Esta obra, de la que se llegaron a realizar ocho ediciones – póstumas las tres últimas -, estaba destinada a ser durante más de cincuenta años un verdadero bestseller de la literatura médica en España y en los países de habla hispana. Representa el paso de la especulación, la Naturphilosophie al pensamiento científico que se abre con la Naturwissenschaft. Es el paso de la mentalidad anatomoclínica a la fisiopatológica y etiopatogénica.
Con Nóvoa entra en España la modernidad de la fisiopatología que en Alemania había iniciado Ludolf von Krehl, atrás queda definitivamente la Medicina filosófica y especulativa que había prevalecido durante el siglo XIX y los comienzos del siglo XX.
Algo más que un patólogo
Nóvoa Santos es un patólogo muy peculiar. Se aproxima al hombre desde un proceso biológico como es el enfermar, y esta aproximación adquiere unas dimensiones especiales que le han permitido, desde la patología, alcanzar una base antropológica, a partir de la cual va a elaborar una filosofía de la vida asentada sobre una concepción dualista del hombre.

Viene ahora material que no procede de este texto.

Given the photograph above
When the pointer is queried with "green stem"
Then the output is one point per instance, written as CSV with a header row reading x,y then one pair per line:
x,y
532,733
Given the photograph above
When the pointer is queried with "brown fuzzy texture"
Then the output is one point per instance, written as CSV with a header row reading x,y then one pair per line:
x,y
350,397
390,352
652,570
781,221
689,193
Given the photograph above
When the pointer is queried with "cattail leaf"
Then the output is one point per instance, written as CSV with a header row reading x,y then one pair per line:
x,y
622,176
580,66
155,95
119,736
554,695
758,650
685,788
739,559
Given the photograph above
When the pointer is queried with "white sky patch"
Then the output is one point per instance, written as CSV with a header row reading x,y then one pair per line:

El pujante desarrollo que todas las ciencias tuvieron en la segunda mitad del siglo XIX, dentro del marco del positivismo, no proporcionaba, en verdad, las condiciones más aceptables para la reflexión filosófica, pero el positivismo no lo explicaba todo. El pensamiento científico se abrió camino con la reflexión ante los hechos y la realidad, y con la duda ante lo posible y lo no posible, tratando de resolver las aparentes contradicciones del mundo que nos rodea.

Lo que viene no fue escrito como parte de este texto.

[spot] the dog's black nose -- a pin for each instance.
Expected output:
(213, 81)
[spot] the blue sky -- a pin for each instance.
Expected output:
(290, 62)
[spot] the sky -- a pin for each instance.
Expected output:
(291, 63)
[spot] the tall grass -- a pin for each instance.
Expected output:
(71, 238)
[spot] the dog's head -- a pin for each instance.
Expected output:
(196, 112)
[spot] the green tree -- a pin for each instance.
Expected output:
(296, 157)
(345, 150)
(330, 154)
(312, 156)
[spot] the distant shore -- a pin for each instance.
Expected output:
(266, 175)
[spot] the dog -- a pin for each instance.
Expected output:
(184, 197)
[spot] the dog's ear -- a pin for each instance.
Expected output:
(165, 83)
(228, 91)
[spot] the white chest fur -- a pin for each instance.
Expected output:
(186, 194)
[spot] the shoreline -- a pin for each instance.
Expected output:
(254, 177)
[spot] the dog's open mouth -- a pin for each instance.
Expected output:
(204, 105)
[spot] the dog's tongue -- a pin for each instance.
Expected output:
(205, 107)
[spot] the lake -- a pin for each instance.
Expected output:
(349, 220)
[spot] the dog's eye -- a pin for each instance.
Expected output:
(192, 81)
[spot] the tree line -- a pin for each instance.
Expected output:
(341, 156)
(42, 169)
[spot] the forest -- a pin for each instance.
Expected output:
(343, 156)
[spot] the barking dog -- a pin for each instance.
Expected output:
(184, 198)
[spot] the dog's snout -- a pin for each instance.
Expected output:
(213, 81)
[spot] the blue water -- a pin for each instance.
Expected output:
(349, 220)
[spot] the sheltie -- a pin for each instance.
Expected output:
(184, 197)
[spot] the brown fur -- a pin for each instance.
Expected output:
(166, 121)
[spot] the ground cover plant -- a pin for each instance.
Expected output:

¿Cuál fue la actitud de Nóvoa ante el hombre y su mundo?. Roberto Nóvoa Santos no se limita a la simple observación superficial de los hechos, tanto en la clínica como en la fisiopatología, de una forma pasiva. Hay un esfuerzo intuitivo por su parte ante la realidad, realiza una reflexión desde sí mismo y desde ese interior interpreta lo inmediato racionalmente. De ahí el contenido de su célebre discurso en la inauguración del curso académico 1920-21 en la Universidad de Santiago que con el título ‘El problema del Mundo Interior’ determinó el salto cualitativo de Nóvoa desde los límites de la biología hasta la metapsíquica, con el consiguiente escándalo en el ambiente provinciano y clerical de aquella Compostela cuya ortodoxia vigilaba con celo el Cardenal –Arzobispo Martín de Herrera.

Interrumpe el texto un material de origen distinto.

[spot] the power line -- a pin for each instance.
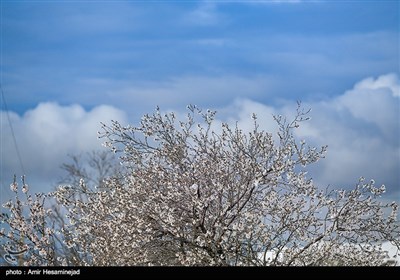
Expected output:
(12, 131)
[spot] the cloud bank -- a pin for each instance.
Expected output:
(361, 128)
(46, 135)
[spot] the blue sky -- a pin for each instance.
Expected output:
(67, 65)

En sus otros ensayos, Nóvoa asume una posición de filósofo, en el que es posible que encontremos resonancias bergsonianas. Bergson presenta sus obras como “ensayos”, que no tratan de resolver problemas de inmediato; ofrece un método y sus posibilidades de aplicación. Nóvoa en sus obras de índole no estrictamente médica plantea grandes problemas ante los que se enfrenta con dudas, titubeos y vacilaciones, aunque siempre quiere brindar la posibilidad del método científico, tanto para explicar lo biológico como lo metafísico. Bergson, por el contrario, todo lo apoya en la intuición y en ella fundamenta el conocimiento del yo, del mundo y hasta de la divinidad, subordinando el conocimiento científico y conceptual que parte del análisis y la síntesis. La utilidad biológica del conocimiento científico sería para Nóvoa la clave de su veracidad.
En la base del conocimiento científico de Nóvoa Santos está el evolucionismo y él mismo se define como evolucionista. Para él, tanto su concepto de salud como el de enfermedad, constituye un camino más en la adaptación del individuo al medio en su lucha por la existencia, hasta la vejez y la propia muerte – dice Nóvoa – “deben ser considerados como fenómenos de adaptación aparecidos en el curso de la filogénesis”.